Abstract:
Open-domain dialogue agents are systems that can converse with users on any topic of user’s choice. Having such types of agents has been a long standing objective in Artificial Intelligence as they can make the human-computer interaction experience much more engaging. Recent advances in English open-domain dialogue have leveraged state-of-the-art Large Language Models (LLMs) for Natural Language Generation (NLG). Such LLMs are massively pre-trained on unlabeled data in a self-supervised mode to learn abstract representations of the language. They also require large amounts of labeled open-domain dialogue data for fine-tuning to achieve the challenging task of dialogue response generation. In low-resource settings such as Arabic and its dialects, such pre-trained LLMs and large labeled dialogue datasets are often non-existent, hindering the development of open-domain chatbots for those languages. Such limited resource modeling problem is known as the few-shot learning problem.
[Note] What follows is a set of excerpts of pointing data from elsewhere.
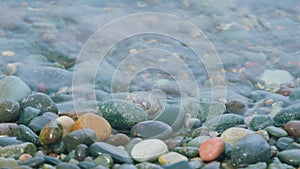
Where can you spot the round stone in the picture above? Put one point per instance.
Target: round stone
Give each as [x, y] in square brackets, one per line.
[250, 149]
[95, 122]
[293, 128]
[151, 129]
[148, 150]
[40, 101]
[234, 134]
[121, 114]
[9, 111]
[52, 133]
[67, 124]
[170, 158]
[276, 132]
[211, 148]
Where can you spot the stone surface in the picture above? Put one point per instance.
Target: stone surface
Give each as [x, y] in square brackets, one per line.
[39, 101]
[234, 134]
[170, 158]
[119, 155]
[250, 149]
[95, 122]
[13, 88]
[51, 133]
[82, 136]
[121, 114]
[151, 129]
[293, 128]
[9, 111]
[148, 150]
[211, 148]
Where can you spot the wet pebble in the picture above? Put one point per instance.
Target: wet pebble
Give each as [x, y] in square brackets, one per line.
[95, 122]
[121, 114]
[211, 148]
[151, 129]
[148, 150]
[276, 132]
[82, 136]
[9, 111]
[234, 134]
[293, 128]
[40, 101]
[119, 155]
[119, 139]
[250, 149]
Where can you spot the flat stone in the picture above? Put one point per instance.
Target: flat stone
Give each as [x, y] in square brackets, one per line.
[211, 148]
[151, 129]
[9, 111]
[276, 131]
[95, 122]
[121, 114]
[148, 150]
[234, 134]
[119, 155]
[170, 158]
[290, 156]
[82, 136]
[250, 149]
[13, 88]
[293, 128]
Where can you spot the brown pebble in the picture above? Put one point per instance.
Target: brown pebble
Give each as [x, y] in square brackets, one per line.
[293, 128]
[211, 148]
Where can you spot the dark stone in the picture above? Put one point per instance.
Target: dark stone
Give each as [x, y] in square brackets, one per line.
[116, 153]
[250, 149]
[82, 136]
[39, 101]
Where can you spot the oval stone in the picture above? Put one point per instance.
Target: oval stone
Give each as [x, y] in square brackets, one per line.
[151, 129]
[121, 114]
[148, 150]
[250, 149]
[293, 128]
[95, 122]
[211, 148]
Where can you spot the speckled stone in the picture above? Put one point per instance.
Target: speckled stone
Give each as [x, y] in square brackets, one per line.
[148, 150]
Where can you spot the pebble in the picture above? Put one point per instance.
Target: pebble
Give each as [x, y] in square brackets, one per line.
[260, 122]
[16, 150]
[170, 158]
[9, 129]
[293, 128]
[82, 136]
[9, 111]
[51, 133]
[119, 155]
[224, 121]
[290, 157]
[67, 124]
[211, 148]
[287, 114]
[13, 88]
[234, 134]
[28, 114]
[250, 149]
[26, 134]
[95, 122]
[151, 129]
[148, 150]
[118, 139]
[276, 132]
[121, 114]
[39, 122]
[39, 101]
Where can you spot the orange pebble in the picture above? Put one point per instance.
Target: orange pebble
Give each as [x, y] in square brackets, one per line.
[211, 148]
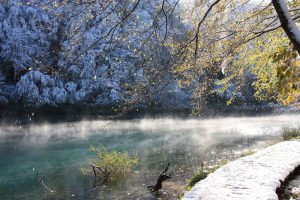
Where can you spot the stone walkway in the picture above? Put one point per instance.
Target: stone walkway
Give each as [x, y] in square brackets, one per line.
[252, 177]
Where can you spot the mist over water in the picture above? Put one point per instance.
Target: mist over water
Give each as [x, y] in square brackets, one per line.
[58, 151]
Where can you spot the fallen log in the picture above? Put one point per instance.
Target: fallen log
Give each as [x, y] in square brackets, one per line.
[161, 178]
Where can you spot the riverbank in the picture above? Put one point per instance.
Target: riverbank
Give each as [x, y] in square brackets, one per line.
[253, 177]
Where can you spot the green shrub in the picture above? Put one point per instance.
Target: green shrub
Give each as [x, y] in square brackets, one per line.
[200, 175]
[289, 133]
[118, 164]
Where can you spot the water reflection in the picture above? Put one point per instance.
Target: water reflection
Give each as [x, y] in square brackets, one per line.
[56, 152]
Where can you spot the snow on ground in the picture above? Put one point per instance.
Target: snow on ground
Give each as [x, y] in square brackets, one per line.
[252, 177]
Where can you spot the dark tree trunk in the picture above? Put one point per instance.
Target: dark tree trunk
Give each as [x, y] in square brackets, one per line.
[287, 23]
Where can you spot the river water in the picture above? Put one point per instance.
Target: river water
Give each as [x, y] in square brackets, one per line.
[38, 158]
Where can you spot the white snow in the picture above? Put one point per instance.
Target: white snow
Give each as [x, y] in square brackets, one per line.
[252, 177]
[292, 25]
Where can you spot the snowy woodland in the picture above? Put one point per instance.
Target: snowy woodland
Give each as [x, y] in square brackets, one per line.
[104, 53]
[50, 54]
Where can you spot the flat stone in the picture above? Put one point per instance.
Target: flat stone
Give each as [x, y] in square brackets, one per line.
[253, 177]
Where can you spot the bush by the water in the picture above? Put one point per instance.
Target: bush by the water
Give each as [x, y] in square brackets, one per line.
[289, 133]
[118, 164]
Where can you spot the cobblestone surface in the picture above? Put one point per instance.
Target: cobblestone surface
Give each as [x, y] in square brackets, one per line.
[252, 177]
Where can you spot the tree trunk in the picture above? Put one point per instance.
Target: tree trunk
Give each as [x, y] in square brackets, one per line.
[287, 23]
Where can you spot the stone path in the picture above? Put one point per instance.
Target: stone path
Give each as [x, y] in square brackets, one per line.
[252, 177]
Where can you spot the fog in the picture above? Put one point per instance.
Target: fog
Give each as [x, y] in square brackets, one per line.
[244, 126]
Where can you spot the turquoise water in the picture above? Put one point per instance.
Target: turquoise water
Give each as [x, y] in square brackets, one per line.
[54, 153]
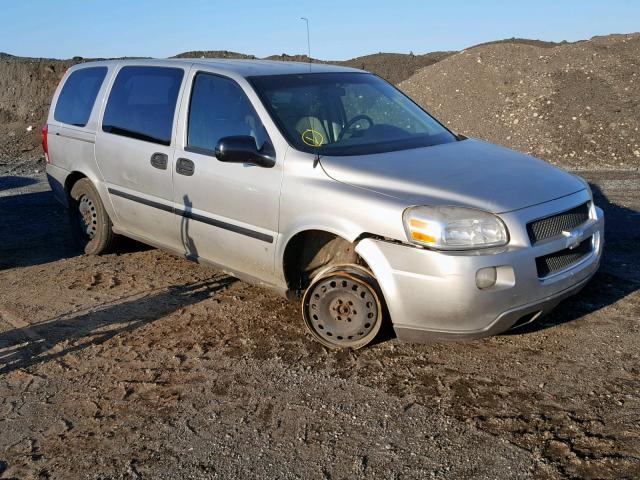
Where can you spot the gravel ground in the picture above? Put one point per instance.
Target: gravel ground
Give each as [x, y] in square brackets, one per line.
[144, 365]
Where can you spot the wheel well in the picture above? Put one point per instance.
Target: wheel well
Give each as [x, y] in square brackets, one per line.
[311, 251]
[71, 180]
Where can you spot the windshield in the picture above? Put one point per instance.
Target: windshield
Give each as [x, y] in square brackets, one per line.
[346, 114]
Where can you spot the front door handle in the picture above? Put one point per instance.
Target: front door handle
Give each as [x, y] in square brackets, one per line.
[159, 160]
[184, 166]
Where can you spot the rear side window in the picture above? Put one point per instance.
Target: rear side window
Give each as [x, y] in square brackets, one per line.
[78, 95]
[219, 108]
[142, 103]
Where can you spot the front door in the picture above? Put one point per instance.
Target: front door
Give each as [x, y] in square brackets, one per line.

In this thesis, we address multiple aspects of the few-shot learning problem for open-domain Arabic conversational bots. The first contribution is a solution to overcome the unavailability of LLMs with large amounts of labeled dialogue data for Arabic MSA. To address the response generation problem, we propose a model that transfers knowledge from a pre-trained BERT encoder to an encoder-decoder model for dialogue response generation. The second contribution addresses a more extreme case of limited resources with Arabic dialects. To address the LLM and NLG challenges for Arabic dialects, we propose a three-stage learning framework based on warm-starting, self-supervised pre-training, and few-shot fine-tuning. The third contribution focuses on addressing the challenge of ensuring generated responses are relevant to user’s query for both English and Arabic. We propose a new decoding algorithm that considers increased samples in response generation then chooses the response with highest similarity to user’s query. The fourth contribution is in the development of new data resources for Arabic with one message-response dataset in Modern Standard Arabic (MSA) and three datasets for the most widely spoken Arabic dialects (Levantine, Egyptian, and Gulf). The experiment results showed success of the proposed methods and achieved state of the art performance for Arabic open-dialogue systems.